Then, lacking any formal education, Tara began to educate herself. She taught herself enough mathematics and grammar to be admitted to Brigham Young University, where she studied history, learning for the first time about important world events like the Holocaust and the civil rights movement. Her quest for knowledge transformed her, taking her over oceans and across continents, to Harvard and to Cambridge. Only then would she wonder if she’d traveled too far, if there was still a way home.

Educated is an account of the struggle for self-invention. It is a tale of fierce family loyalty, and of the grief that comes with severing the closest of ties. With the acute insight that distinguishes all great writers, Westover has crafted a universal coming-of-age story that gets to the heart of what an education is and what it offers: the perspective to see one’s life through new eyes, and the will to change it.


My Rating: 5 stars


My Review: This book is about a girl who, despite her parents' lack of support and encouragement for formal education, manages to start her academic journey at the age of seventeen. With perseverance, dedication and help from people outside her tight knit, dysfunctional family, she is rewarded years later with her PhD.

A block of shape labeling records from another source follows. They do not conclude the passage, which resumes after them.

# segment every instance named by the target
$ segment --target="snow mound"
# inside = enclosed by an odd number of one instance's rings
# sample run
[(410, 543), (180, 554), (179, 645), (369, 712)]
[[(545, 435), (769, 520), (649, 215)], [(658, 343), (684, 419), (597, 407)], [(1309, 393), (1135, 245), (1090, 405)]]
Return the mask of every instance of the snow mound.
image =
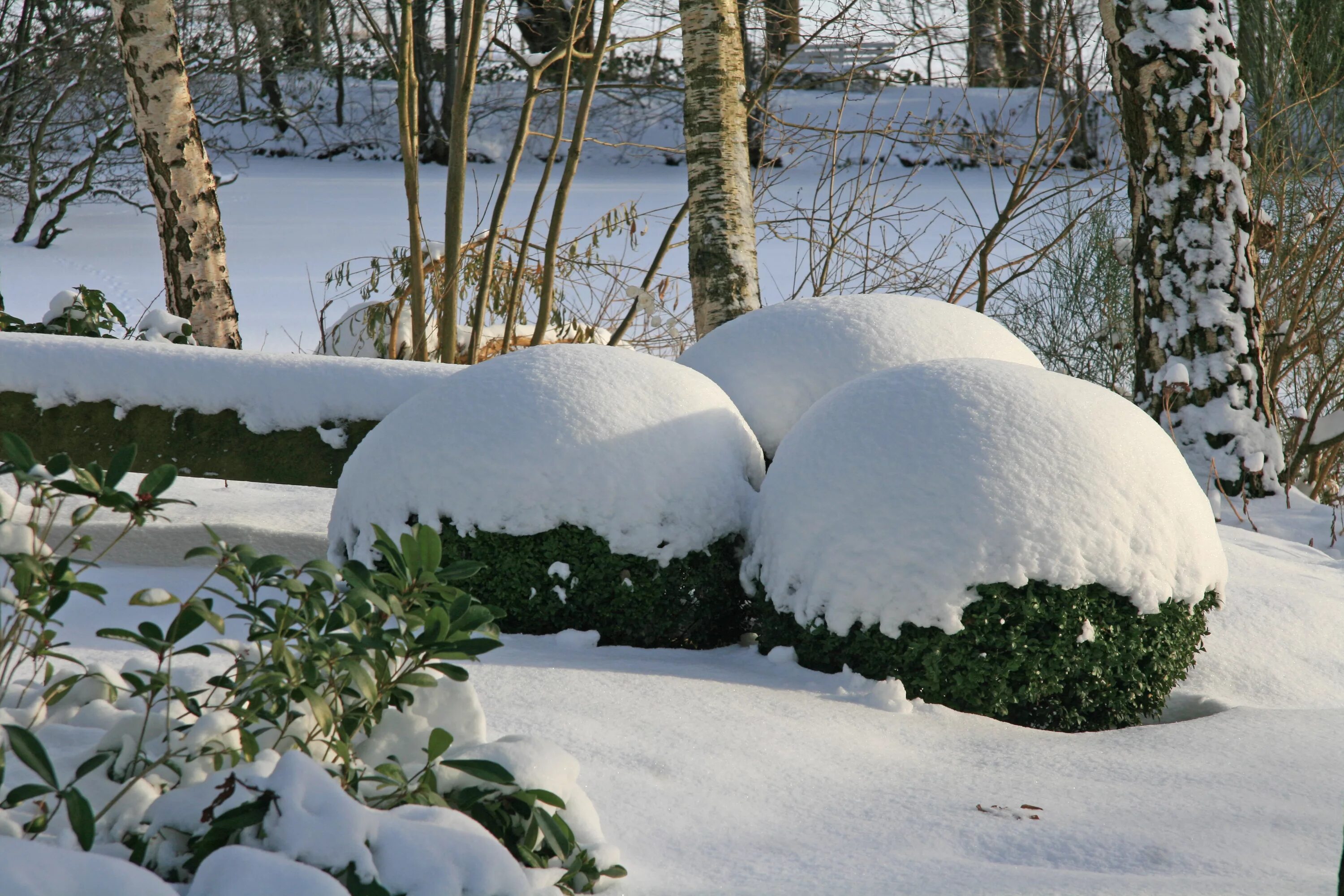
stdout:
[(743, 582), (781, 610), (891, 637), (961, 630), (976, 584), (1099, 583), (1156, 613), (1223, 592), (1227, 560), (1171, 437), (1124, 398), (988, 359), (910, 364), (818, 402), (780, 446)]
[(0, 333), (0, 392), (32, 395), (40, 408), (113, 402), (128, 410), (141, 404), (202, 414), (233, 410), (253, 433), (380, 420), (458, 369), (453, 364)]
[[(151, 836), (160, 830), (203, 834), (210, 825), (202, 822), (202, 813), (220, 795), (219, 786), (230, 774), (276, 795), (259, 832), (242, 832), (243, 846), (327, 870), (353, 864), (362, 881), (376, 880), (406, 896), (524, 896), (532, 889), (509, 852), (468, 815), (434, 806), (370, 809), (297, 750), (284, 756), (262, 751), (254, 763), (164, 794), (146, 814)], [(215, 811), (227, 811), (254, 794), (239, 787)], [(160, 872), (185, 858), (173, 854), (172, 842), (165, 840), (155, 850)]]
[(417, 688), (414, 703), (401, 709), (384, 709), (368, 737), (355, 747), (355, 752), (370, 768), (376, 768), (394, 756), (413, 764), (425, 755), (434, 728), (453, 735), (453, 743), (458, 746), (485, 740), (485, 712), (472, 682), (453, 681), (437, 672), (426, 674), (433, 674), (438, 682), (433, 688)]
[[(574, 832), (574, 842), (586, 849), (597, 861), (598, 868), (610, 868), (621, 861), (621, 850), (606, 842), (597, 809), (587, 791), (579, 783), (579, 762), (558, 744), (542, 737), (507, 735), (489, 743), (457, 746), (449, 750), (445, 759), (485, 759), (497, 762), (513, 774), (513, 780), (523, 790), (548, 790), (564, 802), (559, 815)], [(513, 790), (484, 782), (464, 771), (444, 770), (439, 772), (442, 787), (484, 787), (487, 790)]]
[(5, 896), (176, 896), (144, 868), (120, 858), (0, 836)]
[(1040, 367), (999, 321), (914, 296), (798, 298), (743, 314), (679, 361), (723, 387), (773, 457), (798, 418), (831, 390), (888, 367), (995, 357)]
[(746, 528), (761, 447), (700, 373), (605, 345), (469, 367), (375, 426), (341, 472), (332, 557), (370, 562), (371, 524), (535, 535), (587, 527), (667, 563)]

Raised by her fundamentalist parents on a secluded mountain in Buck Peak, Idaho, her childhood was not a typical one. Her family situation was dire, brutal and heartbreaking. Her parents, especially her father, were suspicious of the government and determined to keep their children away from its influence, which included attending school. Their days were spent working in their family's metal scrapyard with shockingly little concern for their safety, but it was the mental abuse and control that her parents wielded over the children, that was the scariest and had the longest lasting effects.


Much of the book focuses on this dysfunctional bond with her family and how it conflicted with her deep-seated desire to educate herself. I'll admit that I found the first third of the book slow, but after that point I had a hard time putting it down. For a book where you already know the outcome going in, I was amazed at how riveted I was by Westover's life, her decisions and her repeated struggles to find out who she is, despite her childhood and family's pressure to conform. 


This is a well-written and impressive memoir that doesn't hold back. It has its touching moments but often it's a heartbreaking story about a girl who struggles to find her way in the world despite her family's hold on her. Many scenes were hard to read, and I had to keep reminding myself that this wasn't a work of fiction. Westover's childhood was appalling but her story becomes one of perseverance, healing and strength.


Disclaimer: This Advanced Reading Copy (ARC) was generously provided by the publisher in exchange for my honest review.